[Swift-devel] Persistent coaster service fails after several runs
Michael Wilde
wilde at mcs.anl.gov
Sun Nov 21 21:00:04 CST 2010
subject was: Re: [Swift-devel] misassignment of jobs
Re the service-side timeout, OK, will do.
Ive just re-created bug1, but its a little different than I thought.
Swift runs to the persistent coaster server lock up (ie fail to progress) and then get errors, not after a delay, but seemingly randomly. Thats likely why I was misled into thinking it was delay related.
I started a coaster server on localhost with one worker.pl.

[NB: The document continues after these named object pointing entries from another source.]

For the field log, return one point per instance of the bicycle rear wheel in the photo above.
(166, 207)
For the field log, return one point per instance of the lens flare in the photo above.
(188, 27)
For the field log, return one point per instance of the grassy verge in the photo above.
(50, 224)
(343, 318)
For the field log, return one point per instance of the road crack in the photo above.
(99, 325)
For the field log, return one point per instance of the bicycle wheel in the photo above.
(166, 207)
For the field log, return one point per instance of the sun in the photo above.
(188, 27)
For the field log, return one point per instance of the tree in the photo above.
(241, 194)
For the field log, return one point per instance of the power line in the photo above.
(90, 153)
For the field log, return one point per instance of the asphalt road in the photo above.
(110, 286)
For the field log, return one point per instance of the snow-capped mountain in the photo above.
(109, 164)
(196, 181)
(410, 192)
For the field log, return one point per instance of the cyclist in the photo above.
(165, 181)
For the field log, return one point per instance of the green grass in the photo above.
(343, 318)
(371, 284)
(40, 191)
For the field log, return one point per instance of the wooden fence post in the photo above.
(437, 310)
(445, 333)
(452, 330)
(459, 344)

I then run catsn.swift against it with various n (# of cat jobs) including 1, 10 , and 100.
The first several (5-10) swift runs work fine. Then I let it sleep 5 mins and tried again. That too worked fine. But then, after a few more runs, things hang.

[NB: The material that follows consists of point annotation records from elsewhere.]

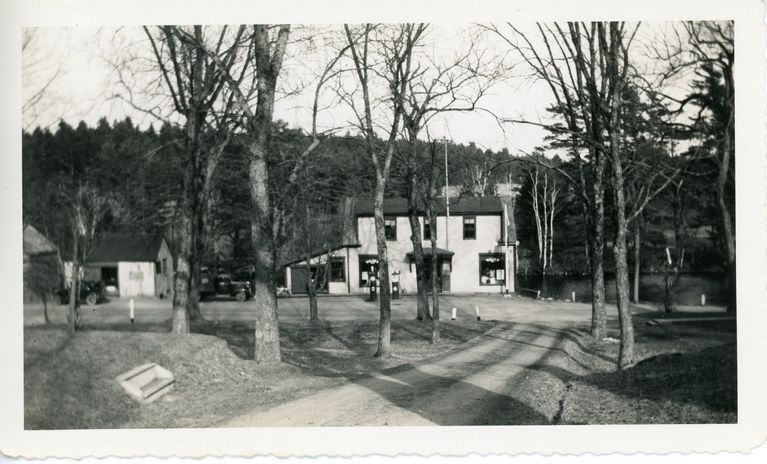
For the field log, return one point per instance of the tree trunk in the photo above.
(195, 282)
(536, 213)
(45, 308)
(267, 333)
(637, 253)
(314, 314)
(182, 276)
(420, 267)
(73, 295)
(626, 352)
(596, 252)
(311, 290)
(726, 217)
(435, 329)
(384, 330)
(545, 197)
(553, 197)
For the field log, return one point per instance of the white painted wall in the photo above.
(136, 278)
(164, 281)
(465, 271)
(333, 287)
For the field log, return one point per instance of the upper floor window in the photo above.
(337, 269)
(469, 227)
(492, 269)
(390, 225)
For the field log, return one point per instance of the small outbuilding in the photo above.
(137, 265)
(43, 270)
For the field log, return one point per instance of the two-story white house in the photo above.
(476, 248)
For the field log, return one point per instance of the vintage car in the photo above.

Here's all the logs and details if you want to look into this particular run.
working in /home/wilde/swift/lab, on pads login1
The latest .log in this this is the failing case; the others worked (against the same persistent server):
login1$ ls -lt *.log | head -20
-rw-r--r-- 1 wilde ci-users 95478 Nov 21 20:41 catsn-20101121-2039-1yfngygc.log
-rw-r--r-- 1 wilde ci-users 36085 Nov 21 20:39 swift.log
-rw-r--r-- 1 wilde ci-users 272734 Nov 21 20:37 catsn-20101121-2037-7uk5fj33.log
-rw-r--r-- 1 wilde ci-users 272644 Nov 21 20:37 catsn-20101121-2037-j8xq9aie.log
-rw-r--r-- 1 wilde ci-users 272468 Nov 21 20:36 catsn-20101121-2036-4y0tnimd.log
-rw-r--r-- 1 wilde ci-users 31317 Nov 21 20:36 catsn-20101121-2036-opcvomk4.log
-rw-r--r-- 1 wilde ci-users 7183 Nov 21 20:36 catsn-20101121-2036-u59brtm4.log
-rw-r--r-- 1 wilde ci-users 7183 Nov 21 20:35 catsn-20101121-2035-360kh03b.log
-rw-r--r-- 1 wilde ci-users 7351 Nov 21 20:35 catsn-20101121-2035-8lttnn88.log
-rw-r--r-- 1 wilde ci-users 7183 Nov 21 20:30 catsn-20101121-2030-ddmo6gt3.log
-rw-r--r-- 1 wilde ci-users 7267 Nov 21 20:29 catsn-20101121-2029-sq8y6cnb.log
-rw-r--r-- 1 wilde ci-users 7179 Nov 21 20:29 catsn-20101121-2029-3su2x8v9.log
-rw-r--r-- 1 wilde ci-users 7183 Nov 21 20:29 catsn-20101121-2029-z0g50i50.log
-rw-r--r-- 1 wilde ci-users 7267 Nov 21 20:29 catsn-20101121-2029-5x6pbkde.log
The worker and service logs are in: /tmp/wilde/Swift/{server,worker}
swift is:
/scratch/local/wilde/swift/src/trunk.gomods/cog/modules/swift/dist/swift-svn/bin/swift
The test runs were all of this form, with various n as above:
login1$ swift -config cf -tc.file tc -sites.file pecos04.xml catsn.swift -n=100
I started the persistent coaster with the somewhat ugly script:
/home/wilde/swift/lab/pecos/start-mcs
(which runs a dummy job to force the server to passive mode, for the general case of workers joining and leaving the service)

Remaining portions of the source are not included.